Nesse sentido, o filme de Gomes funciona como um espelho para nossas próprias condições de trabalho, assinalando o “irredutível distanciamento que separará sempre todo o humano do acesso ao seu próprio rosto a não ser por via do reflexo e da deslocação” (MONDZAIN, 2015b, p. 68) e consentindo a partir do imaginário a possibilidade de se constituir a partir de um outro olhar – e de outro do olhar. Nesse movimento, a voz de Gomes que toma todo o filme aparece como esse olhar, ao mesmo tempo, estrangeiro e familiar. Ele assume as próprias ambivalências ao nos permite ver a trajetória daquelas pessoas com certa distância e condescendência, como se não fizéssemos parte do mesmo sistema:
‘A narração de Gomes é uma forma de resistência ao presente capitalista e seu tempo comercial uma vez que recupera, ainda que por meio da linguagem, valores que Cantor, em diálogo com Pasolini, julga fundamental para os vínculos solidários: quietude, relações duradouras, possibilidade de contemplação, entre outros aspectos de um tempo lento’ (SERELLE, 2020, p. 281)

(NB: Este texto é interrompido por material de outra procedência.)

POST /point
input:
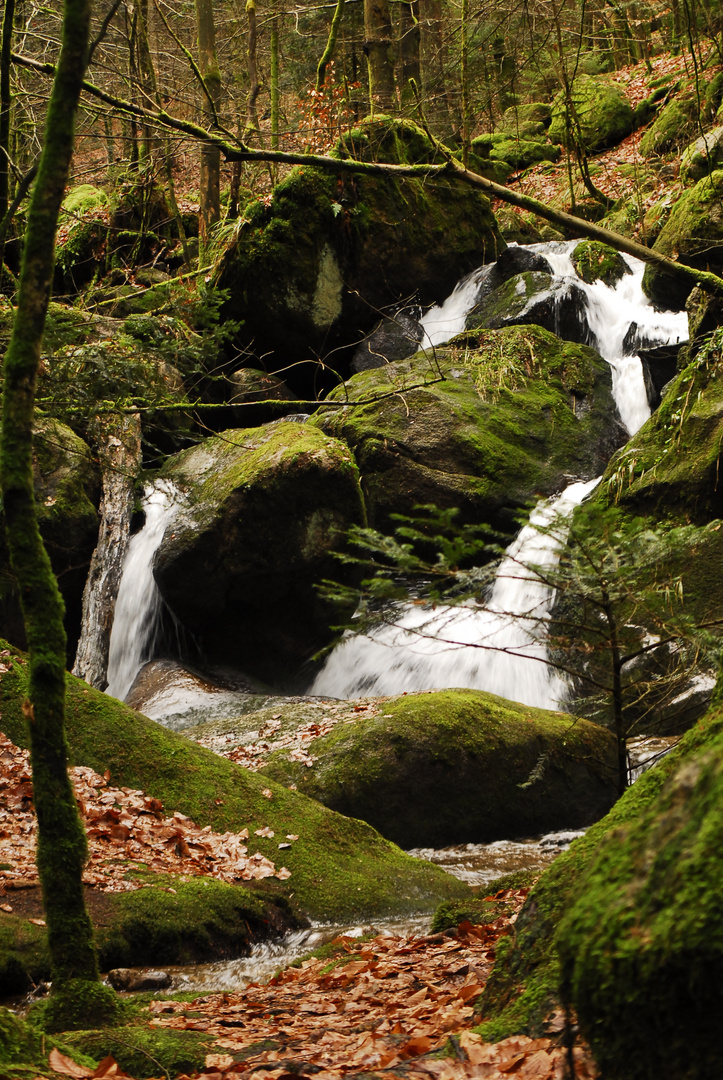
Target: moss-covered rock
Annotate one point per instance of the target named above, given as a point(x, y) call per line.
point(67, 490)
point(701, 157)
point(340, 867)
point(518, 151)
point(596, 261)
point(641, 945)
point(523, 989)
point(303, 271)
point(267, 509)
point(467, 754)
point(602, 111)
point(485, 426)
point(673, 125)
point(693, 234)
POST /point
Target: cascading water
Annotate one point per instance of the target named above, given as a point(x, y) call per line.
point(139, 604)
point(499, 648)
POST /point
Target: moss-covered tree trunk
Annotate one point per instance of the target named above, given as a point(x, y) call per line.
point(62, 846)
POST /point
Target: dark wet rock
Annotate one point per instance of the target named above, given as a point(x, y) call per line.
point(133, 981)
point(267, 509)
point(393, 338)
point(659, 367)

Escrevo esse texto em meio a uma série de projetos incentivados por meio dos editais emergenciais do Governo do Estado de Pernambuco, por meio da Lei Aldir Blanc, que carregam variados problemas conectados ao modo como as políticas públicas são gerenciadas no estado. Diante das condições de trabalho problemáticas a que os fazedores de cultura precisam se submeter para conseguir se sustentar, como posso me distanciar daqueles sujeitos que vendem seu tempo para conseguir fugir para curtir o carnaval em outra cidade. Em 2021, escrevo esse texto às vésperas de um carnaval cancelado pelo Governo do Estado, que não promoverá financiamento para as atividades de artistas, grupos, agremiações carnavalescas e outros tantos fazedores de cultura que se sustentam a partir dessas festividades.
Diante de tudo isso, me pergunto se também não estamos vivendo a ilusão de ser ‘donos de nosso próprio tempo’, quando, na verdade, continuamos nos submetendo às regras e condições impostas pelo nosso ‘empregador’. Nesse contexto, o filme de Gomes revela as próprias contradições de nosso próprio modo de olhar ao expor seus próprios privilégios. Ao tomar o tempo como matéria em seu desejo de reviver um tempo mais ralentado e menos produtivo, Gomes expõe as fraturas da manufatura dessa mesma matéria, vendida como moeda de troca em prol de quatro dias de lazer e ócio.
Referências
BISPO, Franciele. Estou Me Guardando para Quando o Carnaval Chegar: tempo, trabalho e autonomia no Brasil contemporâneo. Anãnsi: Revista de Filosofia, Salvador, v. 1, n.1, 2020.
MALUF, Sônia. Antropologia, narrativas e busca de sentido. Horizontes Antropológicos, Porto Alegre, ano 5, n. 12, p. 69-82, dez. 1999
MONDZAIN, Marie-José. A imagem entre a proveniência e a destinação. In: ALLOA, Emmanuel (org.). Pensar a imagem. 1ª ed. Belo Horizonte: Autêntica Editora, 2015a.
_____________________. Homo Spectator: ver, fazer ver. 1ª ed. Lisboa: Orfeu Negro, 2015b
SERELLE, Márcio. Narrativa sobre um poder afável: trabalho e racionalidade neoliberal em Estou me guardando para quando o Carnaval chegar. Rumores, n. 28, v. 14, jul-dez 2020.